The Lectern: The IBM shocker
I have been in Washington this week for some meetings, and the story about IBM's governmentwide suspension from contracting has been the big topic of conversation. Folks are pretty shocked. (I saw an amazed post from one government contracting officer on Facebook.)
We don't know too many details at this point. Possibly, there is some really egregious behavior by IBM that resulted in this extreme step. But possibly, this move reflects the hyper-fear, hyper-punishment procurement environment right now that affects vendors (assumed now to be rapacious crooks until proven otherwise) as well as career public servants.
Somebody mentioned to me a recent meeting involving a number of industry folks where the topic was which information technology firms are going to withdraw from selling to the federal government. Obviously those contractors who are completely dependent on government business -- the IT divisions of the defense contractors, and government-unique small businesses -- will stay on. But are we going to start to see predominantly commercial firms, who have only a small percentage of business in the government marketplace, conclude that in the present environment, the risks simply aren't worth it? (During Katrina, the government was unable to use Wal-Mart for supplying the region because the company refuses to do business with the government for other than micropurchases.)
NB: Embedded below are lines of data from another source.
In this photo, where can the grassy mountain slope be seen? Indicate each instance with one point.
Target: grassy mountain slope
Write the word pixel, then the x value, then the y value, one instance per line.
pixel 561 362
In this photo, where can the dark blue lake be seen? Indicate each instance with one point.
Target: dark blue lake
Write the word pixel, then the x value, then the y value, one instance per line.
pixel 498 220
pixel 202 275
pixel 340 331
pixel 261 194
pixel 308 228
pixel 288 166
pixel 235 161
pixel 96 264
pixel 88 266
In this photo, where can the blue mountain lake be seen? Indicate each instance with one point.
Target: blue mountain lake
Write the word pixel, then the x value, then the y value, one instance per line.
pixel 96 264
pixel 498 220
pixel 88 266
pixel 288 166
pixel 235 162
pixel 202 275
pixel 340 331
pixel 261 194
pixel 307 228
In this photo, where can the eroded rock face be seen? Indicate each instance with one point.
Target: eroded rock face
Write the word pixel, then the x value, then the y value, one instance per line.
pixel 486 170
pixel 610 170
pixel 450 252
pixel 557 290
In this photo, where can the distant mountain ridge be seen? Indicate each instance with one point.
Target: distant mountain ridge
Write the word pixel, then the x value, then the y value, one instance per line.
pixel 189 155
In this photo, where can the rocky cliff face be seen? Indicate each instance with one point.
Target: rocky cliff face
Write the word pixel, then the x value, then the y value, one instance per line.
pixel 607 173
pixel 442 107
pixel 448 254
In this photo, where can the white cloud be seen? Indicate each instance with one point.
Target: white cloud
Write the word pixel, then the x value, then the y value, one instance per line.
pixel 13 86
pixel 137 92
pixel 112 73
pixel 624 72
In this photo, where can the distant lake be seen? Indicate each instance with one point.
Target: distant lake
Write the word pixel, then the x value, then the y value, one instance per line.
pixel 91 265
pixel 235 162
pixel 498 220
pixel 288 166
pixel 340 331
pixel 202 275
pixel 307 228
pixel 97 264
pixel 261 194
This would of course be terrible. The last thing the government needs is to revert to the days when government contracting was the preserve of government-only companies. For innovation, competition, and customer-orientation, the government needs predominantly commercial firms. The current procurement environment threatens the big gains in terms of lower prices, innovation, and customer service that we made in the 90's in attracting these firms to government contracting.